Un credo à l’image de la coopération exemplaire des équipes françaises et arméniennes de SOS Villages d’Enfants.

L’Arménie en bref

L’Arménie est une ancienne république soviétique située dans la région montagneuse du Caucase, entre l’Asie et l’Europe. Indépendant depuis 1991, le pays reste isolé, 4 de ses frontières sont d’ailleurs fermées, dont la plus importante avec la Turquie, pays avec lequel il est en conflit. L’Arménie ne compte que 3 millions d’habitants mais une diaspora importante estimée à 12 millions de personnes.

 

 

Celles-ci jouent un rôle majeur dans la vie économique d’un pays où, selon les données du Comité statistique du pays, 23,5% de la population vivait en dessous du seuil de pauvreté en 2018. Une “révolution de velours” a conduit Nikol Pachinian au pouvoir en mai 2018. Son gouvernement apparaît à beaucoup d’observateurs étrangers et arméniens comme porteur d’espoirs tant sur le plan politique qu’économique.
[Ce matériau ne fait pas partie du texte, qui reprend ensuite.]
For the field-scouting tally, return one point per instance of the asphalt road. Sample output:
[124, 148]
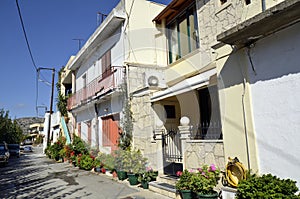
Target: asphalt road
[35, 176]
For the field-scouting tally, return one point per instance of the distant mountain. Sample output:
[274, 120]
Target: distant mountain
[25, 122]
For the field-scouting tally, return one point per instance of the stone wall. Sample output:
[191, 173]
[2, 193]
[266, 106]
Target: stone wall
[199, 152]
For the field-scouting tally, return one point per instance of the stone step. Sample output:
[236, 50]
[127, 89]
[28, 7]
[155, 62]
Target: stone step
[164, 189]
[167, 179]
Nikol Pachinian affiche la volonté de rompre avec les pratiques de corruption d’autrefois et qui expliquent, en partie, la pauvreté du pays et ses inégalités sociales marquées.

 

Focus sur le Programme de Renforcement de la Famille

Le Programme de Renforcement de la Famille (PRF) est un élément majeur de l’action de SOS Villages d’Enfants dans ce pays. Les PRF sont mis en œuvre à Erevan, la capitale d’un million d’habitants, dans les provinces de Tavush et de Kotayk. Ils sont destinés aux familles en grande difficulté socio-économique qui ne parviennent pas à assurer les besoins fondamentaux de leurs enfants. Très faibles revenus, absence de toit, maladies chroniques, comportement parental déviant voire délaissement… autant de situations qui caractérisent beaucoup des familles bénéficiaires. Le PRF s’adresse aussi aux parents dont les enfants sont accueillis par SOS Villages d’Enfants Arménie afin de les aider à reprendre pied. Depuis 2013, 156 “réintégrations familiales” (110 à Idjevan et 46 enfants à Kotayk) ont été réalisées.

 

Cet accompagnement vise à améliorer les compétences parentales par du conseil éducatif et du soutien psychologique. Il aide aussi les parents à augmenter leurs ressources (formations, accès à l’emploi, aide au démarrage d’affaires…) et à obtenir les allocations auxquelles ils ont droit. Prévu pour durer un an, ce soutien peut se prolonger trois années. Près de 3 000 enfants ont déjà pu être, par ce biais, aidés par les équipes de SOS Villages d’Enfants Arménie.